Sorry, Coach. Old habits die hard.
It seems like we've been quizzing poor Rivers on health on a daily basis ever since the Celtics raised Banner 17. Whether it's been the knees of Kevin Garnett and Kendrick Perkins, or the heels of Shaquille O'Neal and, most recently, Pierce, rarely a day has gone by when Rivers hasn't been asked for some sort of medical update.
Back in the day, when the questions weren't so frequent, Rivers used to remind probing reporters that "Doc is just a nickname." Over the past four years, he's spent so much time with trainer Ed Lacerte, you wonder if he's doing a residency while working toward an actual medical degree.
But it's actually easy to understand the persistent questions on the injury status of Celtics players. Over the past four seasons, nothing has been more important to Boston's championship quests than health. And nothing has been more instrumental in derailing it.
Tip-off for the 2011-12 season is a mere five days away and Rivers expressed concern Tuesday about whether Pierce would be ready for a Christmas Day visit to New York because of a bruised right heel. What seemed like a minor ailment suffered on the first day of training camp has grown more worrisome as Pierce has been shut down yet again with the goal of getting him game-ready later in the week.
Rivers admits that, long term, Pierce's injury is not much of a concern (though the pessimist would kindly remind him that he said something similar when Shaquille O'Neal first tweaked his Achilles in February and we all know how that turned out). Let's be absolutely clear, we're not suggesting that Pierce's injury is anywhere near as severe (he worked out Monday, but woke up sore on Tuesday, forcing the team to reduce his workload with hopes of ramping him back up on Friday). But here's the point: New season, familiar line of discussion.
The 2011-12 Celtics absolutely need good health. Cap-strapped and already dealing with a heart ailment that will sideline top reserve Jeff Green all season, Boston has been limited in its ability to supplement its aging core. Extended absences, particularly to a member of their starting five, could be downright catastrophic to the Celtics in a condensed season.
Again, Rivers stressed that he's not overly concerned at the moment. But his team's health certainly something he must deal with. Asked about rotations on Tuesday, Rivers qualified his answer with, "I don’t think it’ll be hard once everybody’s healthy."
But will everybody be healthy? Past seasons suggest that's no slam dunk.
Let's remember that last year Boston's Big Three was surprisingly healthy. Beyond one late-December scare when Garnett landed awkwardly in Detroit (and missed nine games with a right leg injury), the trio rarely left the court. In fact, Pierce and Ray Allen appeared in 80 regular-season games, sitting out only the final two for rest before the playoffs.
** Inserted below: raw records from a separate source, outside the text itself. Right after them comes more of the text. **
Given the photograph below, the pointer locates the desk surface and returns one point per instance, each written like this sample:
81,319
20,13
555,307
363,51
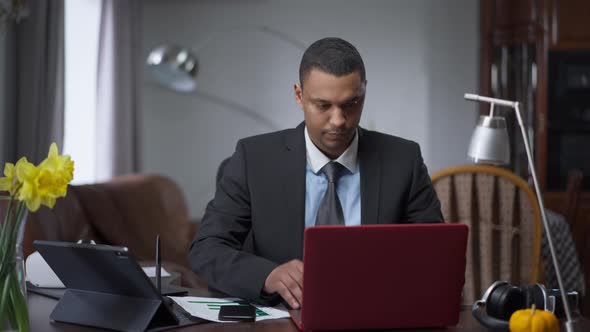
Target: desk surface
40,308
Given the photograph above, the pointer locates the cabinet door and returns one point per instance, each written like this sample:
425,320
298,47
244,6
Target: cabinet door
569,22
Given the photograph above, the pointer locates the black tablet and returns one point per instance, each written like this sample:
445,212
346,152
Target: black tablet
107,288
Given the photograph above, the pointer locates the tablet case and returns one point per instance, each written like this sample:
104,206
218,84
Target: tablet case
106,288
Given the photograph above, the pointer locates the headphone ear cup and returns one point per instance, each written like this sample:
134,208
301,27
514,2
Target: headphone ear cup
535,294
504,301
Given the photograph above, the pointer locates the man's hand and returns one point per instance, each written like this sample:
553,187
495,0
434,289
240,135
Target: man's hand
287,280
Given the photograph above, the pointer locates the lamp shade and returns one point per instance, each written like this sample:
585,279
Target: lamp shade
489,143
173,66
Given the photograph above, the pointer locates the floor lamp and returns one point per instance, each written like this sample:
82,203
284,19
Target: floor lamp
489,144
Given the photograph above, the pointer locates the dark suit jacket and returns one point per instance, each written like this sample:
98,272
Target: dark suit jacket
262,195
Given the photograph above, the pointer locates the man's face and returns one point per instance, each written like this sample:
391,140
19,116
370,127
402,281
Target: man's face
332,107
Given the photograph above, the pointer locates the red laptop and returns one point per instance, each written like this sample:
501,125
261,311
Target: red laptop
382,276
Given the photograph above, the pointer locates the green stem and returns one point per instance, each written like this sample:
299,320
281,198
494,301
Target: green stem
19,304
4,295
8,239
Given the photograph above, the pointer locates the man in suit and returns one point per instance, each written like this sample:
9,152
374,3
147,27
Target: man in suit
277,184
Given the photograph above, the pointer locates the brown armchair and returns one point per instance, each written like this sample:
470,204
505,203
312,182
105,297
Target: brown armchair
128,211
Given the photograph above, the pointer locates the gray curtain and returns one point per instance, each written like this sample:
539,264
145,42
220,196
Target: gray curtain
118,100
33,87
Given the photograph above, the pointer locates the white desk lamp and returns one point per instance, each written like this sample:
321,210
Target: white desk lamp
489,144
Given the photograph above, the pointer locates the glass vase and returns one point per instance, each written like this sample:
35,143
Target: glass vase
14,315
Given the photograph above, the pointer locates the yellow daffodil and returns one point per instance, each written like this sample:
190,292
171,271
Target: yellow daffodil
27,175
30,186
7,183
43,184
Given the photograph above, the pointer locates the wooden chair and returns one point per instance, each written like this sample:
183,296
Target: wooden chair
504,220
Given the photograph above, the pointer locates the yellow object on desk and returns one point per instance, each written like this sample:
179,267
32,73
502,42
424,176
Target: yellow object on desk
533,320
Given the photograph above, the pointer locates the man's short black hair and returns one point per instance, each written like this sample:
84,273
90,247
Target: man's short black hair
333,56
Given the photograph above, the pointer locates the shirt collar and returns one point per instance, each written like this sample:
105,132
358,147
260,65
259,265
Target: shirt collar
317,159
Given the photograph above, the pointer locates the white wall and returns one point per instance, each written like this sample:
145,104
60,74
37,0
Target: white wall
420,56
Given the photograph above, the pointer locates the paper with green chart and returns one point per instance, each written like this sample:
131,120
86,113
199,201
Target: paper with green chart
208,308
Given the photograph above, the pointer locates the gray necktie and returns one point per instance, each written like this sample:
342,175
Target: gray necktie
330,210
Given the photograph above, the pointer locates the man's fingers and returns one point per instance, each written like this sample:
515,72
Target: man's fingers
298,265
296,277
285,293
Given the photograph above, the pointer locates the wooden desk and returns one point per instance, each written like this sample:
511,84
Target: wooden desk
40,307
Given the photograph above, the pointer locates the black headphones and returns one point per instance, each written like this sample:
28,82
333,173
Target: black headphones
502,299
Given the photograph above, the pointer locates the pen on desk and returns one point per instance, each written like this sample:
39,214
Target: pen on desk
158,265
In fact, Rajon Rondo and Shaq were the biggest injury concerns, as well as a bench that lost its anchor when Marquis Daniels suffered a freak spine injury that nearly ended his career. Now the Celtics might be leaning on post-surgery Daniels -- whom his coach has playfully dubbed Lazarus -- to fill in for Pierce when the new season opens.
There's no need to break out those panic buttons quite yet. But health will almost certainly dictate how the Celtics fare this season. It hasn't been a great start to the new year in that regard. All of which means Rivers can expect to keep getting peppered with questions on injury statuses.
If this team can get healthy, we promise we'll stop asking.